Beijing, October 29, 2008—China is ready to substantially increase the number of electric vehicles on its roads over the next 20 years, a new study from global management consulting firm McKinsey & Company finds. The study, "China charges up: The electric vehicle opportunity," finds that China's auto industry, government, and consumers are ready to embrace electric vehicles as a commercially viable and environmentally friendly alternative to today's gasoline-powered automobiles. According to the study, electric vehicles can help China significantly cut greenhouse gas emissions, reduce oil dependency, and become a viable contender in the global electric vehicles market.
The study shows that electric vehicles, including plug-in hybrid electric vehicles and battery electric vehicles, can reduce per vehicle carbon emissions (including emissions produced directly by the vehicle as well as those generated by today's largely coal-fired electric power sources) by 19 percent over today's gas-powered automobiles.

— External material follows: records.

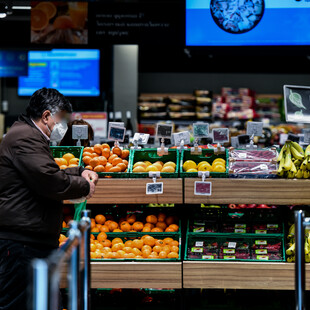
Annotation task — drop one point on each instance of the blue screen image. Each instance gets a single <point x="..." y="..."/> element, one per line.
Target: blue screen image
<point x="247" y="22"/>
<point x="13" y="63"/>
<point x="72" y="72"/>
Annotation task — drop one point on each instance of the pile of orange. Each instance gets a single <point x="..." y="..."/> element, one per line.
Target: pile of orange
<point x="145" y="247"/>
<point x="147" y="166"/>
<point x="67" y="161"/>
<point x="100" y="158"/>
<point x="152" y="223"/>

If China were to diversify its electric power supply away from coal-fired plants and toward renewable energy sources, however, per vehicle emissions from electric vehicles could be reduced by nearly 50 percent.
The study shows that by adopting a combination of several different technologies—electric vehicles, compressed natural gas (CNG) vehicles, gas–powered internal combustion engines, and technological enhancements to reduce emissions—China could reduce total CO2 emissions from passenger vehicles by up to 40 percent by 2030.
Electric vehicles are also an opportunity for China to enhance its energy security by reducing its reliance on imported oil. Assuming 30 percent of all passenger vehicles in China are electric vehicles by 2030, China could save up to 700 million barrels of oil, or 10 percent of the estimated 6.2 billion barrels of oil it is projected to need by then.
Electric vehicles also represent an attractive business opportunity for China's automakers and parts manufacturers. If electric vehicles were to achieve 30 percent penetration in China by 2030, the domestic market for assembled vehicles could reach 1.5 trillion renminbi by then, while the domestic parts market could be worth up to 400 billion renminbi.
Several Chinese manufacturers are positioning themselves to compete in the global market for electric vehicles. Shenzhen–based BYD has announced plans to launch plug-in hybrid electric and battery electric vehicles. Thunder Sky Energy Group, a Shenzhen-based lithium-ion battery manufacturer, supplies batteries that are used in electric buses in the United States, Japan, Italy, and Finland.
Recognizing the advantages of electric vehicles, the Chinese government has taken a number of substantive actions to kick–start their development and adoption. Besides channeling money into research and development of electric vehicle technology, the Chinese government can also promote greater consumer take-up of electric vehicles by increasing their affordability through tax incentives.
Paul Gao, partner and head of McKinsey's Automotive and Assembly Practice in Asia, believes, "With its large and rapidly growing domestic auto market, a pool of domestic automakers and parts manufacturers that are investing in related technologies, and essential backing from the government, China could play a shaping role in the global electric vehicles market."